The dark web can hide the activities of organised crime and child abusers but it can also enable people in repressive regimes to communicate with the wider world.

Imagine you live in a highly repressive regime that closely watches your every move and restricts what you can say and do online. In such a context, trying to engage in public life via a normal internet connection can lead to your abuse, arrest or worse – even at the hands of your own government.

The “dark web” presents an alternative. It can keep you safe from the abuses of governments that want to spy on you, censor what you can say and do online and restrict the very vibrancy of public life that can lead to democratic change.

Imagine instead that you have criminal intent in your heart. Maybe you want to pay a professional to have someone beaten, crippled, raped or murdered. Maybe you want to have someone’s computer hacked, their reputation ruined or their private moments exposed to the world. Maybe you want to buy illegal drugs, guns or view child abuse imagery.

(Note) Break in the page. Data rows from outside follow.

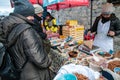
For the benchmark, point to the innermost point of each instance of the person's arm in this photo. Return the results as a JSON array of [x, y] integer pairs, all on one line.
[[33, 48], [117, 27]]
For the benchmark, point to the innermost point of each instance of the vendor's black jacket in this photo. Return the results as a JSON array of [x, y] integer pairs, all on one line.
[[28, 45], [38, 28], [114, 25]]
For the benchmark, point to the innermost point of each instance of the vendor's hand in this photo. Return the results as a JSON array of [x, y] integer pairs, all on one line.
[[111, 33], [89, 32]]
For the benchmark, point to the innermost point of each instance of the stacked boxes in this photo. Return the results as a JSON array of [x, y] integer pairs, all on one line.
[[77, 32], [71, 22]]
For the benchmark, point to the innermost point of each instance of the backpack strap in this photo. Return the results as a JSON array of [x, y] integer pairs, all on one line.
[[13, 36]]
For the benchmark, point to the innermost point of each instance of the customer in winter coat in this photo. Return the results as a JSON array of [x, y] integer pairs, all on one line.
[[24, 43], [38, 19], [106, 26]]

Doing any of these things via a normal internet connection would swiftly bring the long arm of the law down upon you. But the dark web again presents an alternative. It can protect you from the righteous fury of law enforcement, even as they endeavour to keep society safe from abuse, theft, drugs and child molestation.

The dark web is a person’s saving grace in both scenarios.

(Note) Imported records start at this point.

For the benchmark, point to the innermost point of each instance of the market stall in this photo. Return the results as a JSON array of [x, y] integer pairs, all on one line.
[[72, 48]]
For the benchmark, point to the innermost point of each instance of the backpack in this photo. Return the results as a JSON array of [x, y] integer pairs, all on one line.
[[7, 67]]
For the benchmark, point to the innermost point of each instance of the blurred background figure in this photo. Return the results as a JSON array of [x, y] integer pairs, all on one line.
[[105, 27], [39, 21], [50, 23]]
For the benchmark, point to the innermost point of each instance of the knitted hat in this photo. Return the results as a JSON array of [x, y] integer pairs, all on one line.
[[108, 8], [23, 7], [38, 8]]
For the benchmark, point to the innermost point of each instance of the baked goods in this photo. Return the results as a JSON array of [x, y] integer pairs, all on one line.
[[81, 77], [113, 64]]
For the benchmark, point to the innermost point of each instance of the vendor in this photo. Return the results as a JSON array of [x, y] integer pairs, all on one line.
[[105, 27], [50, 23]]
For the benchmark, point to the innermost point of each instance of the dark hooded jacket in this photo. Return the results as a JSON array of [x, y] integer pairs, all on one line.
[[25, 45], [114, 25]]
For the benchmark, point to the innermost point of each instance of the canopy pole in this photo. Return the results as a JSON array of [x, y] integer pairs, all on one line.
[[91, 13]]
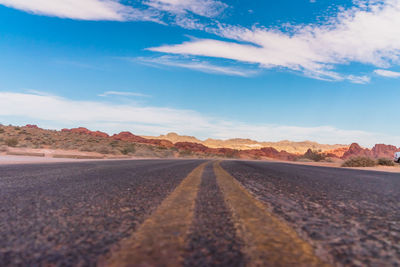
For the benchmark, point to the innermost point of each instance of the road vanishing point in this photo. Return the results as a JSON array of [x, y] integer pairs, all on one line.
[[197, 213]]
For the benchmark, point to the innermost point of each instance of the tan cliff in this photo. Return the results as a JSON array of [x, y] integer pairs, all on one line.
[[248, 144]]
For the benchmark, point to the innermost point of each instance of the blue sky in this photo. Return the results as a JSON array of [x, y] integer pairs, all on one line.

The dark web is basically a tool that allows people to surf the web anonymously. What motivates people to use the dark web and what people do with the anonymity that it provides depends upon the person and the situation within which they find themselves.

The dark web is based upon a global network of volunteered computers. The largest and most popular way to access the dark web is via the Tor browser. Tor has around 2 million users each day and that number is generally increasing over time. Other methods of accessing the dark web exist, such as I2P, but they are far less popular.

Tor works in a different way to a typical internet connection. When a person connects to the internet from their home, office or mobile device, they typically fire up a web browser such as Google’s Chrome or Apple’s Safari to search the web. With a few strikes of the keys, the typical web-browsing process is set into motion. Their internet service provider sends their request to view some content around the world to the server hosting the information that they want to access, which gets the information and sends it back. That information could be a funny video, a news story, or a cat meme. In the end, it does not really matter, as the typical process always works in more or less the same way. The connection is a fairly transparent and direct one, and this allows law enforcers, website operators and internet service providers to see what you are doing online.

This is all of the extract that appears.